Friday, May 29, 2009
I know that the Sw was not in the office yesterday, but...sigh!
I am taking that as a sign in THE OTHER FAMILIES favor. Oh Woe Is Me..sigh (again)!
So, it is back to looking, and waiting, and hoping, and waiting, and calling, and waiting some more.
I am determined to post some good news.
Oh, My daughter's birthday is Sunday! Alyssa is turning 15, and signed up for Driver's Education (that is NOT good news). As I mentioned in an earlier post, we are having a Rock Band fest tonight, and going to the theatre tomorrow. Woo Hoo!
Thursday, May 28, 2009
Wednesday, May 27, 2009
So it is officially mid-week.
Hump Day, and I have the grumps.
I haven't heard a word about our carrot top. I was told that I would have more info by "mid-week". Now, I am not so naive to think that our boy is the only boy on this SW's case load. I know how over worked and underpaid she is. Andy-The-Great and I have been waiting and wading through all the bureaucratic sludge for a year now. I am anxious to see the light at the end.
I was also told that my Ex husband would not be doing anything for my 15 year old's birthday this weekend. He said that she is to busy. WHAT?!? In what world is handing your child a card and some cash acceptable? So, I am scampering to throw together a Rock-Band fest on Friday night for a bunch of teen-agers. I must be nuts!!! Saturday we are taking her to see SWEENEY TODD at the Portland Players. I think that Andy and I will love it as much as she will. We are getting a sitter and going out like real adults do (or so I am told). At least I am making sure that it doesn't go unnoticed.
Finally, why is it that the last two nights in a row, my youngest children think that 2:30 in the morning is "get up time"? If it is dark...WE SLEEP!!! There is not enough coffee in the world to help me.
Monday, May 25, 2009
Isn't that they way with everything. You plant a seed of thought or hope, and wish it the best. Take care of it the best way you know how...and cross your fingers!

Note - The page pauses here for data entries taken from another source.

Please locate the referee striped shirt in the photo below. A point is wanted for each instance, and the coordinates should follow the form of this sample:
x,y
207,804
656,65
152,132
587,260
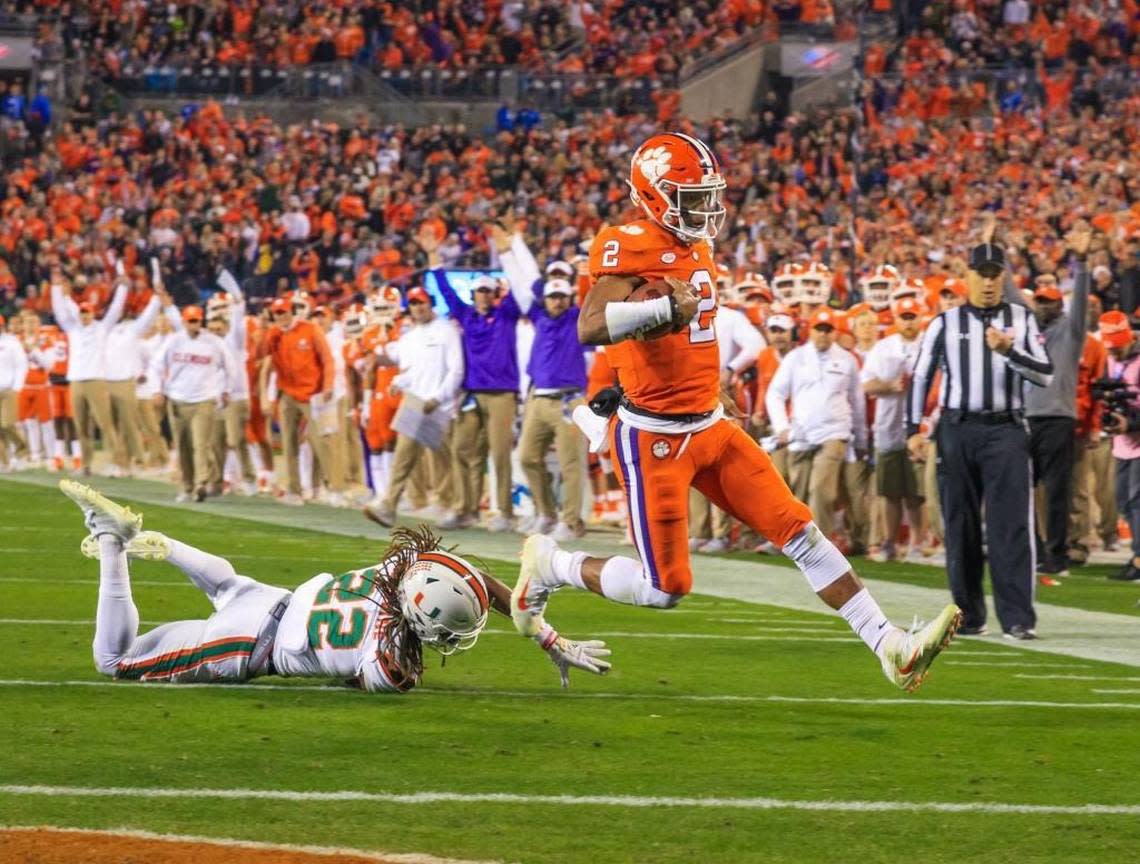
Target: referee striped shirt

I am glad that I had things to keep me busy. It made the long weekend blow by. I only thought about the match meeting on Friday a few times. I am hoping that we hear something today. The boy's SW told me that the meeting was on Friday morning and that we should get a packet of personal history by mid-week this week. I CAN'T WAIT UNTIL MID-WEEK to see if we have been picked. Is she crazy!?!
I will do the best I can, NOT to make her insane. Not call every few min's. At least let her take her coat off this morning before checking in.
Andy-the-great and I will be attending another Meet & Greet, June 6th. We are not big fans of this type of gathering. Last time we attended, there were about 25 children awaiting families, and about 30 families, and their children, looking to adopt. We had to almost stand in line to connect with a child in waiting.
I understand the concept, and if families were limited to a smaller group, it may work better.
Friday, May 22, 2009
Thursday, May 21, 2009
YEA, Sunny Day!
It is going to be close to 90 degrees today, I am told. WOOT! The kids are already out playing. I am drinking coffee and chatting with you fine people.
All is right with the world.
So, I got a called yesterday about a possible match. She said first thing, "I am not afraid of large families, like most SW's."
Okay. I guess that I was unaware of the stigma placed on larger families. I thought that the fact that I am home all day, we are good parents, and people would speak louder than how many children we had.
Anyway...I am not going to say much about it, other than
He is a five year old RED HEAD.
I don't want to jinx it. WISH US LUCK!!!
Wednesday, May 20, 2009
Tuesday, May 19, 2009
Saturday, May 16, 2009
So, Andy and I modified our adoption license. From JUST adoption, to Foster/Adopt. We had ANOTHER state visit and inspection yesterday. They asked about us doing reunification work, and I just don't think I have that in me. I have followed many of your blogs, the ones that so nobly do reunification fostering, and I just don't see how I can watch them leave. Many will return again to the system. This I will think long and hard about.
So, at this point we will foster to adopt. Or do long term fostering. Cases that point toward TPR. This, again, is no guarantee. I do feel that this will give us a better chance of finding the right fit.
It will be three weeks before we will have our license to start, and who knows from there. You think that you will get your license...and the following day....have a placement. NOPE!
It is a long process.
We are anxious to be able to start this journey. I think that it is something that I am meant to do, and I am excited!